The National Institute of Standards and Technology (NIST) has issued a Special Publication that details the actions that systems engineers should take to develop more defensible and survivable systems. The publication provides best practices for building secure systems from the ground up, detailing a new design approach in light of recent widespread cyber attacks targeting the Internet of Things.
Among other recommendations, it urges organizations to consider and implement security at every level of the engineering and system design process, instead of “bolting on” firewalls, encryption, and other defensive mechanisms after the fact. The goal – equal parts important and ambitious – is to get IoT device manufacturers to eliminate security weaknesses from internet-facing devices during product design, instead of relying on consumers and businesses to secure them after purchase.

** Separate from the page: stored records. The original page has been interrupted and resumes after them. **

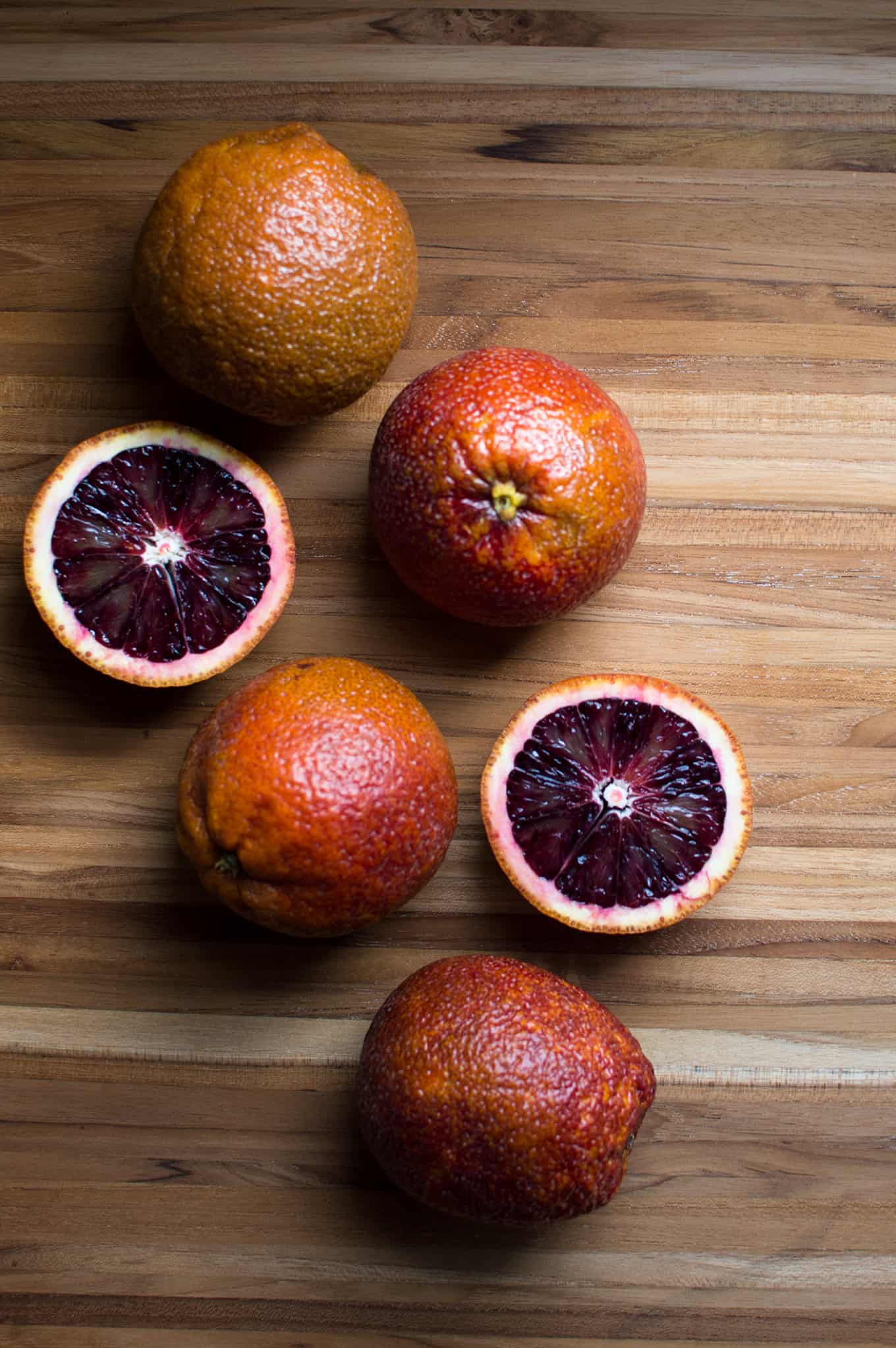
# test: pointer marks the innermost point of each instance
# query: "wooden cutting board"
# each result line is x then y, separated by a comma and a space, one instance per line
693, 201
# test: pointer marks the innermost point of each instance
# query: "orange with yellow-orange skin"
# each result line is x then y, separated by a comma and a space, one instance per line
505, 487
274, 275
317, 799
492, 1090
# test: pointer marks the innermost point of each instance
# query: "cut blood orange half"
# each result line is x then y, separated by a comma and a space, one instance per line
616, 802
158, 554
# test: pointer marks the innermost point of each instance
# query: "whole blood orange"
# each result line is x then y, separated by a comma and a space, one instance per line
274, 275
317, 799
617, 802
505, 487
158, 554
496, 1091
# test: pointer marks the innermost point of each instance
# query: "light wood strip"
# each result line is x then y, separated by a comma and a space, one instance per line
429, 65
682, 1056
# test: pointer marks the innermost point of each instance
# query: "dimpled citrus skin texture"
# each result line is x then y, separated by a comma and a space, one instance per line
332, 787
449, 443
496, 1091
275, 277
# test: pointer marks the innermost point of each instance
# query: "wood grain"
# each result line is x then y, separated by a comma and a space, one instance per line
693, 201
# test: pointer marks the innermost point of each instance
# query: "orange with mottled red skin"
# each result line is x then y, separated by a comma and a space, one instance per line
274, 275
505, 487
317, 799
496, 1091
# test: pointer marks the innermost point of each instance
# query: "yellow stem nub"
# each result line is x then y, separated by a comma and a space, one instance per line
507, 501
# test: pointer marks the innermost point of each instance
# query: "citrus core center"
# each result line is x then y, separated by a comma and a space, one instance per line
165, 546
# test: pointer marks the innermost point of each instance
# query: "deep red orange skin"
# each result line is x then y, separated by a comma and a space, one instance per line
331, 785
505, 416
492, 1090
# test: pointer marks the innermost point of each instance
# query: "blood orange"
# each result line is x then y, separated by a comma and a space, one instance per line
158, 554
617, 802
505, 487
317, 799
492, 1090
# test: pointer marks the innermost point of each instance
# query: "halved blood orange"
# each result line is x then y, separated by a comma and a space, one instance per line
617, 802
158, 554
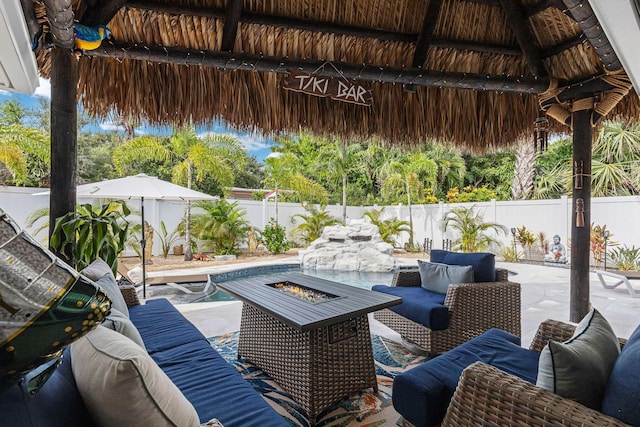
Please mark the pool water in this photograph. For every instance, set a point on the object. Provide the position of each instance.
(359, 279)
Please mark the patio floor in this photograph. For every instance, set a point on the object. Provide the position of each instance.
(545, 295)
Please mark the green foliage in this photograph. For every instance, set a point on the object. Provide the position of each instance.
(222, 227)
(274, 238)
(167, 239)
(312, 223)
(470, 194)
(625, 258)
(98, 232)
(526, 238)
(389, 228)
(472, 229)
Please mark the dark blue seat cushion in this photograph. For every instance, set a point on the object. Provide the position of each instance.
(422, 394)
(622, 395)
(208, 381)
(483, 263)
(57, 404)
(420, 305)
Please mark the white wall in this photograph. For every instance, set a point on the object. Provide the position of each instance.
(549, 216)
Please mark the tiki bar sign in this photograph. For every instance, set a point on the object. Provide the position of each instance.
(338, 89)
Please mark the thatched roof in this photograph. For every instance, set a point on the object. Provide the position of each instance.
(476, 68)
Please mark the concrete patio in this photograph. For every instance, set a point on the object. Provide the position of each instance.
(545, 295)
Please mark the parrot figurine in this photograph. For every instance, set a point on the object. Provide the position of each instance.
(90, 38)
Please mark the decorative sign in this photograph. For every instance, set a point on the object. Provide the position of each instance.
(338, 89)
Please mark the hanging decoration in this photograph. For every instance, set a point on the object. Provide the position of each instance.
(337, 89)
(540, 132)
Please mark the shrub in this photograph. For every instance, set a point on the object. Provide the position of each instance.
(274, 238)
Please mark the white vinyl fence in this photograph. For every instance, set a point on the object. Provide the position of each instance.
(549, 216)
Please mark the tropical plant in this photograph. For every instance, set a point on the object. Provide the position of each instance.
(389, 228)
(312, 223)
(167, 239)
(222, 227)
(526, 238)
(92, 232)
(625, 258)
(274, 238)
(597, 240)
(472, 229)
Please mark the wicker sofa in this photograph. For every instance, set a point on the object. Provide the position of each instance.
(469, 309)
(209, 383)
(486, 395)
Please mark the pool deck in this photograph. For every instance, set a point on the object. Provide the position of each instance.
(545, 295)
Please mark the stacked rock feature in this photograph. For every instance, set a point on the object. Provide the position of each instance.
(355, 247)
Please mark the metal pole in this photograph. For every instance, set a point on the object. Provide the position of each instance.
(143, 244)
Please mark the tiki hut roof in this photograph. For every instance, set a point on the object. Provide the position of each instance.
(472, 72)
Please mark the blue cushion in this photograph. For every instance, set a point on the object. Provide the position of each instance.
(420, 305)
(437, 277)
(622, 395)
(57, 403)
(422, 394)
(214, 387)
(483, 263)
(162, 326)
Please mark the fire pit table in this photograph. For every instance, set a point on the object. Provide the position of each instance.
(310, 335)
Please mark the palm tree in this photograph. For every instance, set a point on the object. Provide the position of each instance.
(191, 157)
(472, 229)
(341, 160)
(409, 178)
(313, 223)
(524, 174)
(223, 225)
(389, 228)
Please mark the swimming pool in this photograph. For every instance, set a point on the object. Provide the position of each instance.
(360, 279)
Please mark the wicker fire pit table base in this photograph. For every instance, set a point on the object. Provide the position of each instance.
(317, 367)
(309, 334)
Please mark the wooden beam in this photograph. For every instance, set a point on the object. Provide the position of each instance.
(64, 117)
(426, 34)
(567, 44)
(582, 13)
(581, 215)
(102, 12)
(230, 29)
(362, 72)
(516, 20)
(324, 27)
(544, 5)
(60, 17)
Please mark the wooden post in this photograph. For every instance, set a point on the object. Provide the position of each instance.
(64, 115)
(581, 215)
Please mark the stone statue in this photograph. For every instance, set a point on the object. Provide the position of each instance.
(557, 252)
(253, 245)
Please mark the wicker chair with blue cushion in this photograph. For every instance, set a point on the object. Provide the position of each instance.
(436, 319)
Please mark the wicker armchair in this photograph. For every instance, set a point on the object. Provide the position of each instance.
(488, 396)
(473, 309)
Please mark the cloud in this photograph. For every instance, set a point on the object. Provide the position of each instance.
(44, 90)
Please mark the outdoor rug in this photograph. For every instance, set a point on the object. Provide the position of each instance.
(363, 409)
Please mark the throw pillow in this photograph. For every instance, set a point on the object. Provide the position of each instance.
(100, 272)
(579, 368)
(120, 323)
(622, 395)
(121, 385)
(483, 263)
(437, 277)
(44, 304)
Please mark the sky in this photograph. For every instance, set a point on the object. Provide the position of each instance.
(256, 144)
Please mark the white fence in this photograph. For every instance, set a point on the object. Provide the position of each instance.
(548, 216)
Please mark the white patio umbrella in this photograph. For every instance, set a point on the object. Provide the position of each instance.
(141, 187)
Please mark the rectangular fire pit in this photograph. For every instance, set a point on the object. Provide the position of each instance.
(317, 351)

This publication comes in the wake of the flurry of Distributed Denial of Service (DDoS) attacks that have occurred over the past few months – most notably the October 21st attacks on the servers of a major DNS provider that disrupted the internet traffic and business operations of several major websites. These attacks, and many others like them, are being made possible due to the lack of security measures in IoT devices, which are being hijacked and used in synchronized armies (known as a botnet) to generate crippling DDoS attacks against websites and servers.

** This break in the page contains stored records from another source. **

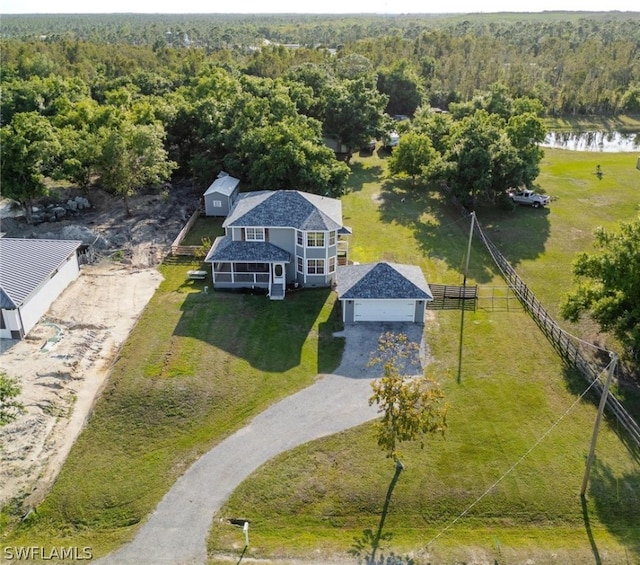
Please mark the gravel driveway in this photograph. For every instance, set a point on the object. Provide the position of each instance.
(176, 531)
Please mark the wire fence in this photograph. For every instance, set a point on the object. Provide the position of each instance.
(568, 347)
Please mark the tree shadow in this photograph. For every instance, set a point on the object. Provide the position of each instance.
(268, 334)
(366, 547)
(616, 501)
(520, 234)
(361, 175)
(576, 384)
(440, 231)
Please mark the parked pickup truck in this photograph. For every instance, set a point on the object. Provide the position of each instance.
(529, 197)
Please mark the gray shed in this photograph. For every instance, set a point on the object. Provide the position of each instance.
(382, 292)
(221, 195)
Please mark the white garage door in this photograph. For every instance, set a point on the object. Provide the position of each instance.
(384, 310)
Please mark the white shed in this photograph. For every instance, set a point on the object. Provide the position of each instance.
(382, 292)
(33, 273)
(221, 195)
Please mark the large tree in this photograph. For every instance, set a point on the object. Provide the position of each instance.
(413, 156)
(289, 154)
(354, 112)
(132, 157)
(608, 284)
(412, 406)
(403, 86)
(29, 149)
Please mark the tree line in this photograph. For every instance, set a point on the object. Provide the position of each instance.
(577, 63)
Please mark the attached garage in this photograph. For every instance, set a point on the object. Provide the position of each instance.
(33, 272)
(382, 292)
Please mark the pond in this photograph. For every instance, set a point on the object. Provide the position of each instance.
(602, 141)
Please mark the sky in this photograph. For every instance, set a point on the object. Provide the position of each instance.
(308, 6)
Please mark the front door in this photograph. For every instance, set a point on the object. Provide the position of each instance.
(278, 274)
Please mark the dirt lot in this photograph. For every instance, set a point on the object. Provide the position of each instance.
(65, 360)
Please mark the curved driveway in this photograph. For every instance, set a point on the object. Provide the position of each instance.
(176, 531)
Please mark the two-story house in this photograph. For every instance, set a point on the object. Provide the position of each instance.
(276, 238)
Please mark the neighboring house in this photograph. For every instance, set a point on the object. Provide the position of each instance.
(33, 272)
(382, 292)
(221, 195)
(276, 238)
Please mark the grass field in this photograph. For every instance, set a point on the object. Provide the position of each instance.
(199, 366)
(509, 392)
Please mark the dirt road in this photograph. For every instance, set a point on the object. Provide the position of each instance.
(61, 367)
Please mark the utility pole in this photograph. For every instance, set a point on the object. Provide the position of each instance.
(603, 400)
(464, 292)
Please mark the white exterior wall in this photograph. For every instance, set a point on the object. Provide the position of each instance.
(390, 310)
(11, 322)
(40, 301)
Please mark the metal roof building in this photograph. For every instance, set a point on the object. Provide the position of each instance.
(33, 272)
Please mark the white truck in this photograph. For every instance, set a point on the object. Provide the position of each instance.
(526, 196)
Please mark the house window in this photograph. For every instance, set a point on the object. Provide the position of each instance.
(315, 266)
(254, 234)
(315, 239)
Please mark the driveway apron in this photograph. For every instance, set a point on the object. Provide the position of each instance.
(176, 531)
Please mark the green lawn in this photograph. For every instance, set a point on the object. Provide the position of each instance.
(509, 391)
(196, 367)
(199, 366)
(622, 123)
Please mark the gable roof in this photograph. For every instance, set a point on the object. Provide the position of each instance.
(286, 209)
(25, 264)
(224, 184)
(382, 280)
(225, 249)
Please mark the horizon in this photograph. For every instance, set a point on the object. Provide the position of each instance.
(326, 7)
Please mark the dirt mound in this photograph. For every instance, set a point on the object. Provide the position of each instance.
(141, 238)
(65, 360)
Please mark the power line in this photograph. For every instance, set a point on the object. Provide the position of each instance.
(510, 469)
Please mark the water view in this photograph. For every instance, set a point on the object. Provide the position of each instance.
(602, 141)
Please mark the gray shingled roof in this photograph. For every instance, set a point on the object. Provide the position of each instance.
(226, 250)
(383, 281)
(25, 264)
(287, 209)
(224, 184)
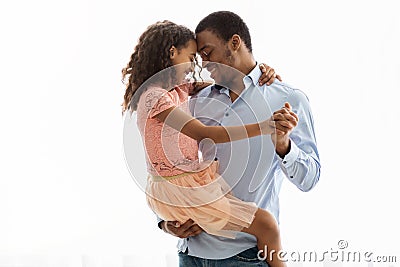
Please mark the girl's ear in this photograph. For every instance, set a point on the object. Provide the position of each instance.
(172, 52)
(236, 41)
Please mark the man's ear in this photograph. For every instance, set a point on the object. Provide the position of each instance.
(172, 52)
(236, 42)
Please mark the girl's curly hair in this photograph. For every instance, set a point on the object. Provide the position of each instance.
(150, 56)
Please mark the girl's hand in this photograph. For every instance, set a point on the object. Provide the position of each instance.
(268, 75)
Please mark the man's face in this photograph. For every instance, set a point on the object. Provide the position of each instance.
(213, 49)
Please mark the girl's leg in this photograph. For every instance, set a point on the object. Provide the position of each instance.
(265, 228)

Attacks like these can have dramatic economic ramifications. When the websites of major online retailers are taken offline for an entire day, millions of dollars in potential revenue are lost, in addition to the large amount of business, personnel, and technological resources these companies must divert in order to diagnose and fix the problem.
“Introducing a disciplined, structured, and standards-based set of systems security engineering activities and tasks provides an important starting point and forcing function to initiate needed change,” said Dr. Ron Ross, NIST Fellow.
The publication seeks to accomplish the following 5 goals:
- To provide a basis to formalize a discipline for systems security engineering in terms of its principles, concepts, and activities;
- To foster a common mindset to deliver security for any system, regardless of its scope, size, complexity, or stage of the system life cycle;
- To provide considerations and to demonstrate how systems security engineering principles, concepts, and activities can be effectively applied to systems engineering activities;
- To advance the field of systems security engineering by promulgating it as a discipline that can be applied and studied; and
- To serve as a basis for the development of educational and training programs, including the development of individual certifications and other professional assessment criteria.
With the release of these guidelines, NIST is stepping forward to provide much needed standardized guidance with respect to the threats and vulnerabilities that are too easily exploited to assume control of our connected devices. As the world becomes more interconnected, the likelihood and severity of potential breaches will rise. This publication comes at a critical time, as botnets have never been more prominent and destructive, and the need for a well-orchestrated effort to combat them has never been greater.
As a leader in cyber risk management services, Focal Point remains committed to the development, education and proliferation of security principles and initiatives, and is closely tracking NIST’s guidance in this area.